I didn’t know I could simultaneously feel fear, respect, and revulsion for one person, but those people running LFS for prod certainly have earned that
Fedora hasn’t really had this issue and it is on the edge.
why try to recreate the bloat of sudo when doas exists?
Probably because thing expect sudo to exist
doas mv /usr/bin/doas /usr/bin/sudo
Problem solved!
alpine doesn’t have sudo. hell, neither does debian, by default
Yes and how many people daily-drive those?
debian is one of the most common distros
Completely anecdotal but I’m the only person I know who has a stock Debian install that isn’t a server, and it’s on a laptop that hasn’t been connected to the internet for the better part of a decade. I know people who use debian-based distros or use it occasionally for one thing or another (dev, testing, temporary,…) but at least in my experience, the numbers are approaching gentoo in terms of actual dailydriver desktop usage. I’m sure my experience is probably abnormal, but still…
distrowatch puts debian at number 4 or 5 consistently in its popularity graphs. which is also a rather flimsy number, but it’s something.
That’s just based on how many people open that page on Distro watch, it has pretty much nothing to do with the actual use or popularity of a distro.
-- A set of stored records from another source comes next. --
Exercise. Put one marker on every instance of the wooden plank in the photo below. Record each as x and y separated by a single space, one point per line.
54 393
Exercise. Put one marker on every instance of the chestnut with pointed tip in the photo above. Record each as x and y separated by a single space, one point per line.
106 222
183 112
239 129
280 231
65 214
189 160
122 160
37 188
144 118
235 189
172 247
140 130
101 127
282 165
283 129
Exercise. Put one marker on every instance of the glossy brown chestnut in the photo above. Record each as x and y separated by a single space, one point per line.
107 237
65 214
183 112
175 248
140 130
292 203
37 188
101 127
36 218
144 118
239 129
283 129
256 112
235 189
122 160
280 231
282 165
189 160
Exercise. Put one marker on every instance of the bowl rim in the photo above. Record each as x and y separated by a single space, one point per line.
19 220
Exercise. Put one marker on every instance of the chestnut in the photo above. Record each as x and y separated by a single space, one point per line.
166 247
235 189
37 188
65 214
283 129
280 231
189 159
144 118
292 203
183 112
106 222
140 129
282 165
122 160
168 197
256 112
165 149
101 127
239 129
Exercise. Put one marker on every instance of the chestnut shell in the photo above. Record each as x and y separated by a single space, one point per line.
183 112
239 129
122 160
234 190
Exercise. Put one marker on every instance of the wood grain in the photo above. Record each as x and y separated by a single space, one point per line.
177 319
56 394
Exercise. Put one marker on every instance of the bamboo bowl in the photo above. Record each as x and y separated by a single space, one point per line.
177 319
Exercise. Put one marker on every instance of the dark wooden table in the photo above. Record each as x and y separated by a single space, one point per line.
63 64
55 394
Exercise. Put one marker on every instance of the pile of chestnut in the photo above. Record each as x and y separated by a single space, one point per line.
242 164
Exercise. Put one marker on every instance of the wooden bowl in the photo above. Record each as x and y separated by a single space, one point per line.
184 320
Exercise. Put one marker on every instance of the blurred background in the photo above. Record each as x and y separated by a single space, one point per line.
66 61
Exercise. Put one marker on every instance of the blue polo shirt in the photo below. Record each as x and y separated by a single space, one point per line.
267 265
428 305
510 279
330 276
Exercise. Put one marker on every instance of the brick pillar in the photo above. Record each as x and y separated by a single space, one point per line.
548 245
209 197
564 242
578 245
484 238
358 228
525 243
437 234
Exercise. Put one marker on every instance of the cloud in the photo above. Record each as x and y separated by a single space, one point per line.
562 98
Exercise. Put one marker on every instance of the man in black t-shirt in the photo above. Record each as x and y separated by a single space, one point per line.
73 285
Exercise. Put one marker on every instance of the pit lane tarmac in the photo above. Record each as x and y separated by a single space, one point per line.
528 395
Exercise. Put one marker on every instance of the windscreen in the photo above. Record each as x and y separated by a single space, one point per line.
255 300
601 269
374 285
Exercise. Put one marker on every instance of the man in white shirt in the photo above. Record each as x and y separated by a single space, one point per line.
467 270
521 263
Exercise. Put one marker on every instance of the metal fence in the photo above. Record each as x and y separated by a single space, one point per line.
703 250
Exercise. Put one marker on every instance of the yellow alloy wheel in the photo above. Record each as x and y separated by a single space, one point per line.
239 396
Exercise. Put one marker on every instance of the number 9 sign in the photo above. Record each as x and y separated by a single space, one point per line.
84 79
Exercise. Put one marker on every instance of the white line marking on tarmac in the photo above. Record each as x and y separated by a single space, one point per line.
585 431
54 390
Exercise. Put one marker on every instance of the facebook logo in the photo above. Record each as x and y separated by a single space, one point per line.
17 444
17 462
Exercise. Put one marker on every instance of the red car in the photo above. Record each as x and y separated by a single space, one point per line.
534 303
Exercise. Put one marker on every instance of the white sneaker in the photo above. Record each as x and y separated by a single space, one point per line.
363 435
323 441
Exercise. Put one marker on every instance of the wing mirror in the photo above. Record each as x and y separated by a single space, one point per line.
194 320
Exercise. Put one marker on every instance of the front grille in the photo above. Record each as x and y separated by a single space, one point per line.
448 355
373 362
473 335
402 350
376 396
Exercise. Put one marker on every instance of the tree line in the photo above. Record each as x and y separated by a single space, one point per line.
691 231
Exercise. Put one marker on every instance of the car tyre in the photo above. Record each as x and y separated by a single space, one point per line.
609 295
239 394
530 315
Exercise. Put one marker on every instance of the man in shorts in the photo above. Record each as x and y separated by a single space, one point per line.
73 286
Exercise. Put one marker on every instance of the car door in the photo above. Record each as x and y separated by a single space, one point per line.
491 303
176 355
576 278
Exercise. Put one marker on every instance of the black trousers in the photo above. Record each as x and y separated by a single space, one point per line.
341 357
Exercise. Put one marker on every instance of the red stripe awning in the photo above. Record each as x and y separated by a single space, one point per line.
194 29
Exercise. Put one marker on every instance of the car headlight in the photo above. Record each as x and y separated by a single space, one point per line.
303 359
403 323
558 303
You didn’t really think MX Linux spent a few years as the most popular distro, right?
run0
I am not one of those weird anti-systemD guys(ok, maybe a little bit) but run0 just feels weird to me. What is the usecase? why would I choose this over doas? what are we doing here?
~150 loc in C is enough for the things sudo is used on a single-user machine. doas is for multiuser.
okay, but the version of sudo everyone uses is over 130 000 lines of C.